Abstract
Metabarcoding of microbial eukaryotes (collectively known as protists) has developed tremendously in the last decade, almost uniquely relying on the 18S rRNA gene. As microbial eukaryotes are extremely diverse, many primers and primer pairs have been developed. To cover a relevant and representative fraction of the protist community in a given study system, a wise primer choice is needed as no primer pair can target all protists equally well. As such, a smart primer choice is very difficult even for experts and there are very few on-line resources available to list existing primers. We built a database listing 179 primers and 76 primer pairs that have been used for eukaryotic 18S rRNA metabarcoding. In silico performance of primer pairs was tested against two sequence databases: PR2 for eukaryotes and a subset of Silva for prokaryotes. This allowed to determine the taxonomic specificity of primer pairs, the location of mismatches as well as amplicon size. We developed a R-based web application that allows to browse the database, visualize the taxonomic distribution of the amplified sequences with the number of mismatches, and to test any user-defined primer set (https://app.pr2-primers.org). This tool will provide the basis for guided primer choices that will help a wide range of ecologists to implement protists as part of their investigations.
Introduction
Microbes are key players in all Earth ecosystems. Among them are protists that encompass all unicellular or unicellular-colonial eukaryotes excluding some fungi. Protists perform a range of functions from photosynthesis to organic matter degradation. Although some eukaryotic groups such as unicellular algae (phytoplankton) have a long tradition of being studied as key players in marine primary production, the importance of protists in other processes and other environments has only been recently recognized, for example their role in nutrient cycling in soils or the complexity of symbiotic and parasitic relationships in marine waters (Geisen et al. 2018a; Worden et al. 2015). This absence of recognition stems in part from the inherent difficulties to identify them because of the lack of morphological features as well as of the difficulty to grow them in culture. In recent years the development of metabarcoding has provided new tools to study protist roles.
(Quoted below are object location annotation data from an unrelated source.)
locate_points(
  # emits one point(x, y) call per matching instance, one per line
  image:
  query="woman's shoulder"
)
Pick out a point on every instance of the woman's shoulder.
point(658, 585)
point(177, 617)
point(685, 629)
Metabarcoding is defined as the use of a specific marker gene to analyse the composition of natural communities in a specific environment (water, soil, animal gut, faeces, etc…). After DNA extraction, the gene is amplified using a pair of primers targeting one specific region, samples are labelled with molecular tags and the resulting DNA is sequenced using a high throughput technology, mostly Illumina currently. This approach was initially developed for prokaryotes (Sogin et al. 2006) and expanded steadily in recent years for protists. For prokaryotes, the gene most commonly used is the gene coding for the small sub-unit ribosomal RNA (SSU rRNA or 16S). SSU rRNA genes are composed of conserved and variable regions. Conserved regions can be used to design primers while variable region (V) can be used to assign taxonomy. In prokaryotes, the region targeted is very often V3/V4, although other regions have been suggested as providing better resolution (e.g. Bukin et al. 2019). For eukaryotes, earlier metabarcoding work done on microbial communities used the 18S rRNA gene (Amaral-Zettler et al. 2009; Stoeck et al. 2009), following up on what had been done using earlier cloning and Sanger sequencing approaches (López-García et al. 2001; Moon-van der Staay et al. 2001). Other genes, and in particular the mitochondrial cytochrome oxidase 1 gene (COI or cox1), have been used for Metazoa but their use is debated in particular because of the lack of universal primers (Andújar et al. 2018; Deagle et al. 2014) and the absence of this gene in lineages that have lost the mitochondrial genome (e.g. Yahalomi et al. 2020). For protists, the 18S rRNA gene appears to be most appropriate as a general marker (Pawlowski et al. 2012), although other genes such as rbcL (large unit of the RUBISCO) have been used for specific purposes such as targeting photosynthetic organisms (e.g. Pujari et al. 2019). Two variable regions of the 18S rRNA gene have been mostly targeted, V4 and V9: V4 is located in the second quarter of the 18S rRNA gene and V9 at the end of the 18S rRNA gene, near the ITS (internally transcribed spacer) region. Initially, the V4 region was favoured for 454 sequencing technology and V9 for Illumina which was then restricted to 2×75 bp. However with the development of the Illumina MiSeq (up to 2×300 bp), the V4 region is now preferred, in particular because it is longer, more variable, and better covered in reference databases (Pawlowski et al. 2012).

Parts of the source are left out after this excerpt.